The roadmap says I'll be doing image transformations using only NumPy (no OpenCV). Not sure why yet, but I'm guessing it's about understanding how the low-level stuff works before using the high-level libraries.

After that: actual machine learning. Linear models, decision trees, ensemble methods. The stuff that makes predictions.

But first: arrays.

Why Document This?

A few reasons:

Accountability - Harder to skip days when you've committed publicly.

Perspective - I'm learning this as a complete ML beginner but an experienced systems engineer. Maybe that viewpoint helps someone else in the same boat.

Reality - Most learning blogs are polished success stories. I'm sharing the actual process: bugs, confusion, "I have no idea" moments, and figuring it out anyway.

Connection - If you're also transitioning into ML from systems/C++/infrastructure work, or if you're interested in the production/systems side of ML, let's talk.

The Commitment

One hour per day. Seven days a week. For twelve months.

That's what the roadmap promised, anyway. Reality? More like 1.5-2 hours most days. Turns out AIs are optimistic about how long things take. They're great at designing curricula but bad at estimating "figure out why your import statement doesn't work" time.

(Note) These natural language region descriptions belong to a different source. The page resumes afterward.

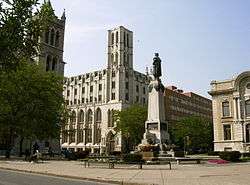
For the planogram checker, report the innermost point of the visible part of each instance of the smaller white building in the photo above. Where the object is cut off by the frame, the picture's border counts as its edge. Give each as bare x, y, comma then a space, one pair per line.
231, 113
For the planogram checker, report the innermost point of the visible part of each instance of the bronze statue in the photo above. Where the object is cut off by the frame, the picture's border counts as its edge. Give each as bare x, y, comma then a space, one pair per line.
157, 66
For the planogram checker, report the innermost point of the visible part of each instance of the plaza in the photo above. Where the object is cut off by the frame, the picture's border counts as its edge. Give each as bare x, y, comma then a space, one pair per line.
187, 174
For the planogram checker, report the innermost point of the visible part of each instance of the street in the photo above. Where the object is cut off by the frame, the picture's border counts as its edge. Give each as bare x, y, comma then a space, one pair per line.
18, 178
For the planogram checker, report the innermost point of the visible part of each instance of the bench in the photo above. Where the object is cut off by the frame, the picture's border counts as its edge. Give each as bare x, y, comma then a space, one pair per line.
112, 163
179, 159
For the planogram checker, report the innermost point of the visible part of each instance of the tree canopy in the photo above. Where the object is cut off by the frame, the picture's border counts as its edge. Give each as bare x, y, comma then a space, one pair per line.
131, 124
21, 25
196, 132
31, 100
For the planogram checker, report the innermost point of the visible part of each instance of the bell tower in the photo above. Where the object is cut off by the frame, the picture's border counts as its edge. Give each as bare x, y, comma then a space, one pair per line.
120, 63
52, 44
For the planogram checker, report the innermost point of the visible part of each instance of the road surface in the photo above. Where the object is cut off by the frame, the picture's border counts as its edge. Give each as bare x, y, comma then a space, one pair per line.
19, 178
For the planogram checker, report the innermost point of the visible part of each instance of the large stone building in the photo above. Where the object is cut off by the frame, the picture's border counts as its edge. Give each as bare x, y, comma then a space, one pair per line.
231, 113
180, 105
93, 96
52, 44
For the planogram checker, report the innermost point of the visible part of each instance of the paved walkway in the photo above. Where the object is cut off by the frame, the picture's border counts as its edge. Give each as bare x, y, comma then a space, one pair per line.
187, 174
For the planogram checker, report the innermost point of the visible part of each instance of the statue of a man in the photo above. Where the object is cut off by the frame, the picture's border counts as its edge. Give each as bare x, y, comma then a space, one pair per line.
157, 66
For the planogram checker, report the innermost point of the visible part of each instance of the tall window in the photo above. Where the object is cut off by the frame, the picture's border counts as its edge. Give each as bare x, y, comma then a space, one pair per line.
98, 125
52, 37
73, 117
225, 109
248, 133
113, 96
113, 85
47, 36
116, 37
112, 38
227, 132
81, 116
57, 38
124, 39
127, 40
89, 126
247, 103
48, 61
54, 64
110, 118
116, 57
112, 58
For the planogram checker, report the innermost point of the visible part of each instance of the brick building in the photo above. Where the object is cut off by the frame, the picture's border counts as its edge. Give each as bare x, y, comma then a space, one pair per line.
179, 105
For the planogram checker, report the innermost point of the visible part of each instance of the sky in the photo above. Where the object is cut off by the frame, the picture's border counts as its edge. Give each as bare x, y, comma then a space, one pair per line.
198, 40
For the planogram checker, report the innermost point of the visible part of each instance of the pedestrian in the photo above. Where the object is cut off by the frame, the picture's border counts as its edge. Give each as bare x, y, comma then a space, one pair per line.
27, 154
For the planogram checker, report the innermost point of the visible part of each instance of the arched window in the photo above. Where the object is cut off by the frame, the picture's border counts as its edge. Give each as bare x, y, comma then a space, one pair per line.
54, 64
98, 125
127, 40
110, 118
57, 38
73, 117
89, 126
248, 133
225, 109
81, 116
52, 37
247, 104
112, 38
124, 39
48, 61
47, 37
116, 37
98, 115
124, 58
112, 58
116, 57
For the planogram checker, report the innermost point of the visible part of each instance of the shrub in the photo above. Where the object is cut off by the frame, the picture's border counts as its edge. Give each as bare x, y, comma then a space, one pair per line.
81, 154
230, 156
149, 148
246, 155
132, 158
179, 153
116, 153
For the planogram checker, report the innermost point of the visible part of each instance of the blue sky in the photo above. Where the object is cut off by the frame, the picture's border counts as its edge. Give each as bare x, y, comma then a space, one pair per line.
198, 40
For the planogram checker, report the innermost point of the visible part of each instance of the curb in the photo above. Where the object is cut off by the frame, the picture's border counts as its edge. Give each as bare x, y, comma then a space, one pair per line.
72, 177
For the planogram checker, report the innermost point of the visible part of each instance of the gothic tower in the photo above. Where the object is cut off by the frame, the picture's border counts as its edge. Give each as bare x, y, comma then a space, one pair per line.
52, 44
120, 64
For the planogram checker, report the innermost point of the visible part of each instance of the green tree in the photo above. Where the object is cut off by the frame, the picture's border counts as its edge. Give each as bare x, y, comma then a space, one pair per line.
21, 25
31, 103
196, 132
131, 124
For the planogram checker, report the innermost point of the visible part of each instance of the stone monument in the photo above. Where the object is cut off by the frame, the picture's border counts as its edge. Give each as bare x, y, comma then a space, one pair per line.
156, 128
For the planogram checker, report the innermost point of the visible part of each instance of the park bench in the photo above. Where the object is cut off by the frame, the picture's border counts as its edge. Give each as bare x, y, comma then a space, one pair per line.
179, 159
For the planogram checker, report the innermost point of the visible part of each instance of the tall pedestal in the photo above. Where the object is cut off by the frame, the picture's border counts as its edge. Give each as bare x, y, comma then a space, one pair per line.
156, 125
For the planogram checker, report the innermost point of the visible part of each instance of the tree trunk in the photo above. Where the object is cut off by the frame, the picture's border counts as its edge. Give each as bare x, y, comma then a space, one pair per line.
21, 147
9, 144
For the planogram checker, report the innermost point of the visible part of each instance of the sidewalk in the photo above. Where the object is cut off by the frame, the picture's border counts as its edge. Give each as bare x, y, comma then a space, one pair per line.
188, 174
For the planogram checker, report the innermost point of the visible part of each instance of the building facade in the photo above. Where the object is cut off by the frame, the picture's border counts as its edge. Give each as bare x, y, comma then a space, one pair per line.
180, 105
231, 113
51, 45
92, 97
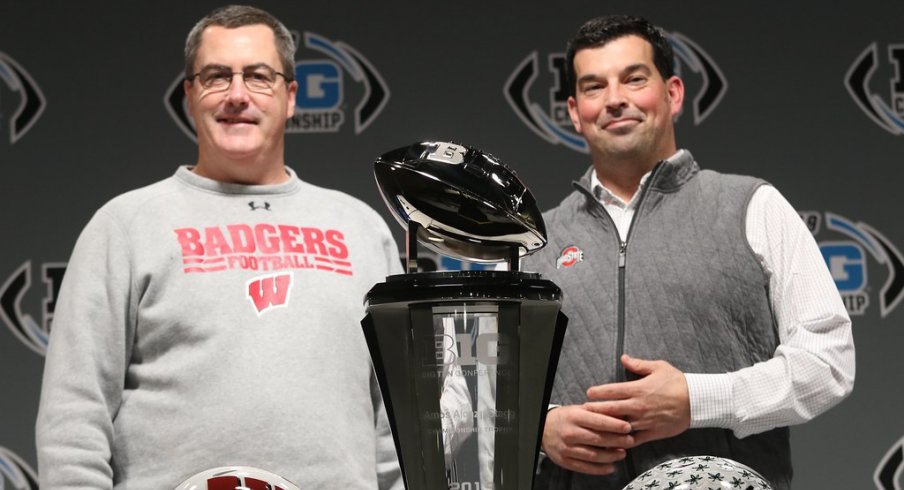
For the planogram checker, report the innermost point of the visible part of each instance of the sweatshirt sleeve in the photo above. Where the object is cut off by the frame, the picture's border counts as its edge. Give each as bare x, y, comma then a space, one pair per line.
388, 471
86, 361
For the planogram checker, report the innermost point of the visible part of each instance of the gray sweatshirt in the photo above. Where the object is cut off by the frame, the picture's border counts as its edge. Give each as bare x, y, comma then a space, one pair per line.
203, 324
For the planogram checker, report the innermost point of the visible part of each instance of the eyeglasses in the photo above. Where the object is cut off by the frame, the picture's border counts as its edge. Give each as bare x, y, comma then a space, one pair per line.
259, 78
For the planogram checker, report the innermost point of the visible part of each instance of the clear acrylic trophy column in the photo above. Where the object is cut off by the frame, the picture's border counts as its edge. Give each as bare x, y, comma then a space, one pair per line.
465, 360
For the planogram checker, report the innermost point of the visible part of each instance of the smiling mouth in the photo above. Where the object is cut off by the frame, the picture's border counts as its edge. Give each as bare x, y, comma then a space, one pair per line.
620, 124
235, 120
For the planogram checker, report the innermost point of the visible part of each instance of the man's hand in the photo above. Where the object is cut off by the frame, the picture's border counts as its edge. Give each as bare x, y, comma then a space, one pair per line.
657, 406
578, 439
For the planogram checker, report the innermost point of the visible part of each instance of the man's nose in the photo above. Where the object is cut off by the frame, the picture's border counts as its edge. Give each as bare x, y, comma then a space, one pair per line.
615, 96
237, 91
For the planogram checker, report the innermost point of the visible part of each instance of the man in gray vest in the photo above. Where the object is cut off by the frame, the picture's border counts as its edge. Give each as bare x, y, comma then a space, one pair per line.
702, 317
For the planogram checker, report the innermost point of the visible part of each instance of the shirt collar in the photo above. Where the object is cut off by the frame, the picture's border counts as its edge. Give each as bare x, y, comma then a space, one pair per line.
606, 197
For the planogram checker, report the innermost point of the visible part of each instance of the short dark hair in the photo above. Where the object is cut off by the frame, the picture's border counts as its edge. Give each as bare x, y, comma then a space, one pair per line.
599, 31
232, 16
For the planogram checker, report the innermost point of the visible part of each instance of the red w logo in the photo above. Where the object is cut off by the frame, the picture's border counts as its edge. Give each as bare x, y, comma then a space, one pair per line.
271, 291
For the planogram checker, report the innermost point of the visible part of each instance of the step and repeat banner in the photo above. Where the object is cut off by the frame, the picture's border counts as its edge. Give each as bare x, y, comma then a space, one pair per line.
808, 95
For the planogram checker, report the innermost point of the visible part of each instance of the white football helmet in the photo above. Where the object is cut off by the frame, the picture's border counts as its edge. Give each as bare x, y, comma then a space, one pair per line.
236, 478
699, 472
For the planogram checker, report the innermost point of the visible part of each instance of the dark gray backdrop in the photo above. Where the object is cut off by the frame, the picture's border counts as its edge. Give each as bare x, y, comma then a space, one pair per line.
97, 125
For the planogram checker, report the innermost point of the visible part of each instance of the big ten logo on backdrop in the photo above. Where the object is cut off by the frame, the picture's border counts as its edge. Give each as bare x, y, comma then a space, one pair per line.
19, 287
15, 472
876, 83
332, 90
544, 107
866, 266
889, 474
21, 100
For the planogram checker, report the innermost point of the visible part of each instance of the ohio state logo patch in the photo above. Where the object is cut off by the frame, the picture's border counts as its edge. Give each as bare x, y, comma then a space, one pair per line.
570, 255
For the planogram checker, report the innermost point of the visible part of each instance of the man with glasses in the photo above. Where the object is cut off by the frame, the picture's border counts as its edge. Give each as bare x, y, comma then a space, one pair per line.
212, 318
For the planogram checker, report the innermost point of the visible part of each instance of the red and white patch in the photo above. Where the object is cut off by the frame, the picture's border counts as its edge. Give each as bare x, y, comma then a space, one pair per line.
570, 256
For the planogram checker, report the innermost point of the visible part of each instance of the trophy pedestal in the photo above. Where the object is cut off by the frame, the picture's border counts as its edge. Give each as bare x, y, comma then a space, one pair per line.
465, 362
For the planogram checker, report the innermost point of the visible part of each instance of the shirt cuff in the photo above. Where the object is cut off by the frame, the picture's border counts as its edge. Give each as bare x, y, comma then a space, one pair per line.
710, 399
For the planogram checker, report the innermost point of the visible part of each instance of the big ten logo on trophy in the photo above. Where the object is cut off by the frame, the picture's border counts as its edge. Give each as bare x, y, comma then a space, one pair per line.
332, 90
431, 261
34, 334
469, 349
544, 108
21, 100
15, 472
868, 81
847, 248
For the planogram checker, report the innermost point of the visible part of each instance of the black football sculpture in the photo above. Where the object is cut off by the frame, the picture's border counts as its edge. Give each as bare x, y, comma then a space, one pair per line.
466, 203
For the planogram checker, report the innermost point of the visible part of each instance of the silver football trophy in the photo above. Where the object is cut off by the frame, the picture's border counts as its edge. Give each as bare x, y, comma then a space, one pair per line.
465, 359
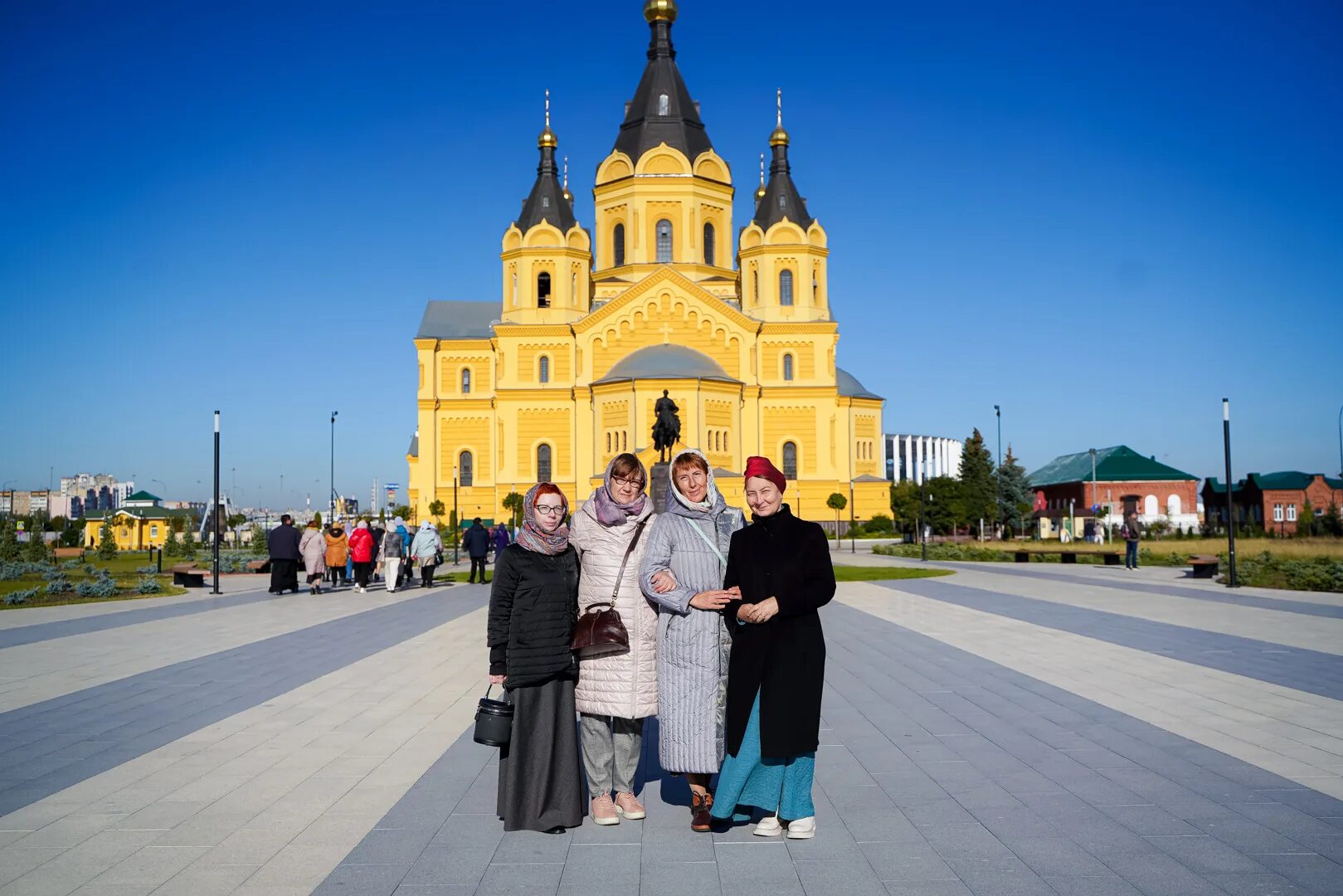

Day 7 was supposed to include writing a report generator in 10 minutes. I know string formatting - I didn't need a lesson on that. So I just had the AI write that function. It was 120 lines long. I don't why it thought that was a 10 minute task, but that's the way it is I guess

Other things take longer because you hit a real problem. Type detection ambiguity. CSV parsing weirdness. Tests that fail for mysterious reasons. That's where the actual learning happens.

Week 1: Probably 10-12 hours total, one complete portfolio project.

If I keep this pace: more like 500-700 hours over the year instead of 365, but still very achievable. The consistency matters more than the exact hours.


Week 1:

Week 2-8: Traditional ML

Months 3-6: Deep Learning

Months 7-12: Specialization (probably ML Systems Engineering - combining C++ performance work with ML)

One hour at a time. Or two. We'll see how optimistic claude gets.